Sun, Apr 29, 2018 - Page 3 News List

Approval of Cabinet-level restructuring bills likely

FORTY DRAFTS:While a consensus has formed on plans for the EPA, the Water Resources Agency and the Mainland Affairs Council, six proposed plans have yet to be completed

By Lee Hsin-fang  /  Staff reporter

Premier William Lai speaks in an undated photograph.

Photo: Lee Hsin-fang, Taipei Times

More than 40 draft bills regarding government restructuring plans at the Cabinet level are expected to be approved by the Executive Yuan on Thursday, a source with close knowledge of the matter said yesterday.

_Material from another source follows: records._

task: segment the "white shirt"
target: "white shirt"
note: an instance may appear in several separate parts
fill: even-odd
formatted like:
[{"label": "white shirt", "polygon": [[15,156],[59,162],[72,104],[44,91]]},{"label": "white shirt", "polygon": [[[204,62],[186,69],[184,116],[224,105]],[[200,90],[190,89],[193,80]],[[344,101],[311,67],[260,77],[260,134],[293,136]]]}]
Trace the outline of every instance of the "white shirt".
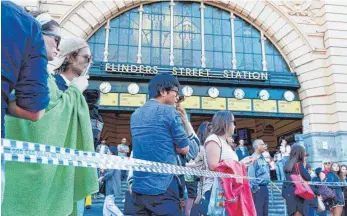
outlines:
[{"label": "white shirt", "polygon": [[61,77],[63,77],[64,81],[66,82],[66,85],[70,85],[71,81],[66,78],[63,74],[60,74]]}]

Conclusions have been reached on the proposed upgrade of the Environmental Protection Administration, but contrary to proposals made during previous discussions, only part of the Water Resources Agency’s responsibilities would be transferred to the proposed ministry, the source said, adding that officials at the Directorate-General of Personnel Administration have decided to divest the agency of about half of its tasks.

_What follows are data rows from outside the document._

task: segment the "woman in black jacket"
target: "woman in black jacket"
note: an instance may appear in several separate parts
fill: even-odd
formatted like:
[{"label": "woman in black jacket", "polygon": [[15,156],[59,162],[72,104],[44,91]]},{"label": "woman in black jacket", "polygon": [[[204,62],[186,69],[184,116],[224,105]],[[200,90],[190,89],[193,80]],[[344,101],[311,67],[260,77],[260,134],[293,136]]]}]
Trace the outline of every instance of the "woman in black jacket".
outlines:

Tasks pertaining to economic growth — such as the appropriation of water for industrial use and river remediation projects — would remain under the agency’s jurisdiction, while tasks associated with conserving water resources would be moved under the purview of the proposed ministry of environmental resources, the source said.

The planned ministry of environmental resources has been dubbed the “grand ministry,” as its responsibilities would cover some tasks previously undertaken by the Ministry of Transportation and Communications, the Ministry of Economic Affairs and the Council of Agriculture, the source added.

The Executive Yuan has prioritized 44 bills on the restructuring of Cabinet-level agencies for review during the current legislative session, of which the bill on restructuring the Mainland Affairs Council has passed a preliminary review.

Meanwhile, the debate over delegating the oversight of national parks has been settled, with the Ministry of the Interior being tapped to continue managing the parks after Premier William Lai (賴清德) acted as a mediator between Minister of the Interior Yeh Jiunn-rong (葉俊榮) and concerned agency heads, the source said.

Lai also sought the opinion of Democratic Progressive Party lawmakers, none of whom objected to the arrangement, the source added.

The proposed government restructure was launched in 2012 following the passage of amendments to the Organic Act of the Executive Yuan (行政院組織法) in 2010.

However, the task has met with many obstacles, as agencies whose staff or responsibilities are set to be reduced have protested, with some even lobbying legislators to intercede.

Six proposed restructuring plans have yet to be completed, including plans to reform the Ministry of the Interior, the Mainland Affairs Council and the Ministry of Economic Affairs, as well as the proposed ministries: the ministry of environmental resources, the ministry of economic affairs and energy, the ministry of transportation and construction and the ministry of agriculture.